Islamic bonds expected to decline further in 2016
Islamic bonds declined 45.4 percent in 2015 compared to the previous year and are expected to decline further in 2016, but are still viewed as the more 'ethical loans.'
3 min read
07 January, 2016
Islamic banking is a growing industry in Europe [Getty]
The value of sukuk (Islamic bonds) is expected to continue to drop in 2016 after the sharp dive last year, the Standards & Poor's rating agency said on Wednesday.

The rating agency forecasts that the issuance of sukuk will drop to between $50 billion and $55 billion this year, a decline of 13-21 percent.

In 2015, sukuk worth $63.5 billion were issued in 2015 compared with $116.4 billion in the previous year, a 45.4 percent decline.

The drop was largely due to Malaysia's central bank, one of the largest global providers of the product, which stopped issuing sukuk.

It issued $50 billion of sukuk alone in 2014.

With Malaysia removed from calculations, sukuk would have dropped just 5 percent in 2015, S&P said.
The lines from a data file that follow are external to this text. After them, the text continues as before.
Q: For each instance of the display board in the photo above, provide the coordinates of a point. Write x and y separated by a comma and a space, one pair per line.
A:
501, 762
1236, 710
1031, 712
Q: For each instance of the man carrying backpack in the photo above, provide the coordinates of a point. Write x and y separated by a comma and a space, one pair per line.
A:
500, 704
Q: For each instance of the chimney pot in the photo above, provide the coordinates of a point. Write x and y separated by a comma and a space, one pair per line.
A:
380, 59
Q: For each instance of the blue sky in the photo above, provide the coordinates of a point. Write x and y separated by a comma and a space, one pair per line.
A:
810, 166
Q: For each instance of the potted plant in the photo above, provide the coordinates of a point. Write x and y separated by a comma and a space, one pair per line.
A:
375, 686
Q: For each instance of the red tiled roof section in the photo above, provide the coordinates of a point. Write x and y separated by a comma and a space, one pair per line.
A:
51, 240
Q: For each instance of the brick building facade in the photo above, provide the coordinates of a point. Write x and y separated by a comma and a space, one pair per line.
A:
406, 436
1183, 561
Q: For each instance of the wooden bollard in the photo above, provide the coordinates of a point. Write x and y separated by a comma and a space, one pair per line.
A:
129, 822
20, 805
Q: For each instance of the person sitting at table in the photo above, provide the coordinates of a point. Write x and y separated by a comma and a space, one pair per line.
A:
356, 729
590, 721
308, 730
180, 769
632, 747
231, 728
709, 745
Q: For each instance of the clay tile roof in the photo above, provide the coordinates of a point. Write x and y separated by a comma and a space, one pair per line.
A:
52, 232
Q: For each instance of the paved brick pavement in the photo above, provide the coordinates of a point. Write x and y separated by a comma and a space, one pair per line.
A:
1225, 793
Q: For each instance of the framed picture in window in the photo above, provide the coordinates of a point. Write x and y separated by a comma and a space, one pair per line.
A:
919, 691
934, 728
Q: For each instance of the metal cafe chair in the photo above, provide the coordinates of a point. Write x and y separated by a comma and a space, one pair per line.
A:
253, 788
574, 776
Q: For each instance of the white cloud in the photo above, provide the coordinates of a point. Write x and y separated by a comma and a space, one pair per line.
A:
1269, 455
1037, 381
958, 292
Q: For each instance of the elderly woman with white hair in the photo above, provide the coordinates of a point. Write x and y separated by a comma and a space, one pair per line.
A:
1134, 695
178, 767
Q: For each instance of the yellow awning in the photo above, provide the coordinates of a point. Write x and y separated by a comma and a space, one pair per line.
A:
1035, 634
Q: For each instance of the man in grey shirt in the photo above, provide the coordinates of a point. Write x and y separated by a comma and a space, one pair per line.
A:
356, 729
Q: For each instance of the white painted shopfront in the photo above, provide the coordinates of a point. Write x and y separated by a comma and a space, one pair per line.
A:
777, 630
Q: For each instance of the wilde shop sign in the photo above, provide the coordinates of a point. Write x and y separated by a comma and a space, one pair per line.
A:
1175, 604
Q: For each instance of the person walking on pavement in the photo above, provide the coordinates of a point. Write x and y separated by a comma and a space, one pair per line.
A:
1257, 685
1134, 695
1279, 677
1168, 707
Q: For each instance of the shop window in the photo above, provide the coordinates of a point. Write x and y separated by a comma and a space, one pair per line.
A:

The drop in sukuk comes after years of double-digit growth in the Islamic sharia-compliant bonds.

'Three main factors'

Other major factors negatively impacting sukuk include low oil prices and the hike in US interest rates, both of which are expected to drain liquidity.

"In our view, three main factors will shape the performance of the sukuk market in 2016: monetary policy developments in the US and Europe, the drop in oil prices, and the possible lifting of sanctions on Iran," said S&P global head of Islamic finance, Mohammad Damak.
If oil prices remain weak, some governments... in the (GCC) and Malaysia may have no other choice than to reduce investment spending
- Head of Islamic finance at S&P Mohammad Damak

"If oil prices remain weak, some governments of oil-exporting countries in the Gulf Cooperation Council (GCC) and Malaysia may have no other choice than to reduce investment spending, resulting in lower financing needs and potentially lower issuances (conventional and Islamic)," Damak said.

Oil prices plunged close to $33 a barrel on Thursday, as crude extended losses on rising US energy stockpiles and China's weakening currency.

What was once touted as the future of banking now looks tied to oil prices and the economic resilience of the Gulf states' economies.

Conventional bonds

S&P said that energy-rich Gulf Cooperation Council (GCC) states opted for conventional bonds rather than sukuk to finance their deficits because of complex procedures involving the issuance of sukuk.

Last year, conventional bonds issued by GCC states jumped 140 percent to $58 billion while sukuk dropped by 22 percent to $18 billion.

This came after four years in which conventional bonds and sukuk remained almost equal.

The issuance of debt by GCC states last year, both sukuk and bonds, jumped by 60 percent to $75 billion mainly to finance budget deficits.

Islamic banking is still viewed as a more ethical way of obtaining loans in the Gulf.Unlike conventional bonds, which give ownership of debt, sukuk are asset-based securities that give investors a share because Islamic sharia law prohibits interest-bearing debt.